Investors have vastly different expectations for Nike (NKE 0.19%) and Lululemon Athletica (LULU 1.31%). While they compete in some of the same athletic apparel niches, one is growing sales at a robust pace and is boosting its profit margins at the same time. The other has seen shrinking demand even as price cuts pressure its earning power.

These differing growth paths have made Nike stock seem like an obvious deal compared to its faster-growing industry peer. However, price isn't the only factor worth considering when comparing these retailers. With that in mind, let's see which stock is really the better buy today.

Nike isn't growing

There's a lot of daylight between these two retailers when it comes to growth. Nike reported just a 1% year-over-year sales uptick in the most recent quarter while Lululemon achieved 19% gains.

Lots of factors went into that difference, but the biggest is Nike's exposure to a footwear industry that's struggling with too much supply. Retailing partners like Foot Locker are cutting prices in response and have been trimming their inventories. These moves leave Nike with few attractive options to reaccelerate growth.

That challenge is clear enough in Nike's short-term outlook that calls for even weaker sales trends over the next six months. Lululemon, in contrast, hiked its fiscal-year outlook in January, saying in a press release that sales will rise by as much as 15% in 2023.

Lululemon has the profits

Nike's weaker profit margin is another metric worth watching if you're thinking the stock is a no-brainer value. Sure, the management team is pivoting to a cost-cutting focus. But it will likely be several quarters before that strategic shift starts to really pay off. In the meantime, Lululemon is the clear winner today.

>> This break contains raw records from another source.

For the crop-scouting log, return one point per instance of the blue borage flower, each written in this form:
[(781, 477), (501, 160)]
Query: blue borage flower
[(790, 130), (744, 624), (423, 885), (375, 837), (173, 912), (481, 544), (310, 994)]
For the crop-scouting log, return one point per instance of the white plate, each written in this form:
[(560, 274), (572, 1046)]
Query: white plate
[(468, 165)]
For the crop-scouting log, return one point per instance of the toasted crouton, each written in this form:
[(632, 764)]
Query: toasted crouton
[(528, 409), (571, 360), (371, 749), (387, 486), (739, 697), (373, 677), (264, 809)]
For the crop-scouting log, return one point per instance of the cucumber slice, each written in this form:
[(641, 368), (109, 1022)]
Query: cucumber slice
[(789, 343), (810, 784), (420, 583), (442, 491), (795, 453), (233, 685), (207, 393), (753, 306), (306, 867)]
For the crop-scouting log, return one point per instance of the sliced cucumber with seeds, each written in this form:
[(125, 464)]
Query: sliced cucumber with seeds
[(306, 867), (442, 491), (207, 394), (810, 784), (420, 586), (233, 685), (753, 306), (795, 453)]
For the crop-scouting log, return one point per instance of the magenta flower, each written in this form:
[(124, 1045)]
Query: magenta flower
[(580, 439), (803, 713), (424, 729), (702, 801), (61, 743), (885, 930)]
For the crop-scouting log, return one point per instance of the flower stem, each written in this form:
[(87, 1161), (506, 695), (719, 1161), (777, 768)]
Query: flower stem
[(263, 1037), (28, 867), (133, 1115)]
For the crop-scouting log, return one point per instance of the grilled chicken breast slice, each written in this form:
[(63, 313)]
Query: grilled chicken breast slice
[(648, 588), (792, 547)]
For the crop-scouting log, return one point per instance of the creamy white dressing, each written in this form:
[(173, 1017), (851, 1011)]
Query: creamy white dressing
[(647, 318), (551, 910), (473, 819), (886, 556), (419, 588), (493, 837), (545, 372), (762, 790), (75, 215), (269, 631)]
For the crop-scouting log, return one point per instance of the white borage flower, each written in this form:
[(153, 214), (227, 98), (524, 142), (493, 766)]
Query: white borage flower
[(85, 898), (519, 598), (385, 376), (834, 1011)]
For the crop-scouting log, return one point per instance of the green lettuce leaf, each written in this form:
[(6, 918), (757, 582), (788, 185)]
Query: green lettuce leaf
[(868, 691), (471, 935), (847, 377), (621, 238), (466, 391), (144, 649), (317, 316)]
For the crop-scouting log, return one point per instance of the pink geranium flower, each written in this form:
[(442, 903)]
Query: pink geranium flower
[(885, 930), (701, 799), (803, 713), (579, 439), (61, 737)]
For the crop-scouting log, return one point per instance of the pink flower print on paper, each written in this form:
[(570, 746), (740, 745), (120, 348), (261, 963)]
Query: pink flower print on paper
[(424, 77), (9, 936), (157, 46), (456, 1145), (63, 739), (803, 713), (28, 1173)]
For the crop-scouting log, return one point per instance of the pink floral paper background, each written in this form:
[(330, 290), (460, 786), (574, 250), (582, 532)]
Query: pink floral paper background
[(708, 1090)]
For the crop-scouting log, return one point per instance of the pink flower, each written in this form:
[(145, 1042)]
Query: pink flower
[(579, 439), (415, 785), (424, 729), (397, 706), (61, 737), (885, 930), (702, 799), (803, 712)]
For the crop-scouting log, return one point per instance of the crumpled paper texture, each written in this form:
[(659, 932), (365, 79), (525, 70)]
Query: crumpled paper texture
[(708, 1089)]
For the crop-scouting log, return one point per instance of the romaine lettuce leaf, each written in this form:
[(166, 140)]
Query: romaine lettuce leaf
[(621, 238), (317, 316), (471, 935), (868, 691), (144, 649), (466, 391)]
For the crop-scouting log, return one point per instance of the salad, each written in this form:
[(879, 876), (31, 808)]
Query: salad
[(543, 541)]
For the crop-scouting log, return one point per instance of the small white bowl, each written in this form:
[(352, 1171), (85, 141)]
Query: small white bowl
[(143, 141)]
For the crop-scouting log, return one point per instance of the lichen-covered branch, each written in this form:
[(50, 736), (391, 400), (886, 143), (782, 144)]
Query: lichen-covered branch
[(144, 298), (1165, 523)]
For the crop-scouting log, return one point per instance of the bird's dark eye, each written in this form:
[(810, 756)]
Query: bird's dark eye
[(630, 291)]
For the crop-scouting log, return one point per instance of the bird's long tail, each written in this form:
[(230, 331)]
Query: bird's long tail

The yoga apparel specialist's gross profit margin is high and rising, touching 58% in the most recent quarter. Nike's margin is 13 percentage points lower, at just 45% last quarter.

These differences carry through to the companies' bottom lines. Lululemon converts 22% of its sales into operating profit compared to Nike's 12%. Combined with Nike's weaker growth rate, this profitability gap implies much slower annual earnings growth compared to its smaller peer.

Qualitative wins

An investor might still prefer Nike stock over Lululemon for factors like its large global sales footprint ($51 billion vs. $9 billion) and its cheaper valuation. These points reduce the risk that you'll dramatically overpay for Nike shares, especially given the pessimism around its business today.

Still, Lululemon is the stronger growth stock, and so it has the best chance at delivering market-thumping returns over the long term. Don't forget that Nike's rebound strategy could disappoint investors as well, just as it has in the past. That's a big reason Nike's stock has risen just 17% in the past five years compared to the wider market's 83% increase (and Lululemon's 221% rally).

Investors will get more data to judge Lululemon when the company announces its fourth-quarter results in late March. At least until then, though, the stock seems like a much better choice over Nike right now.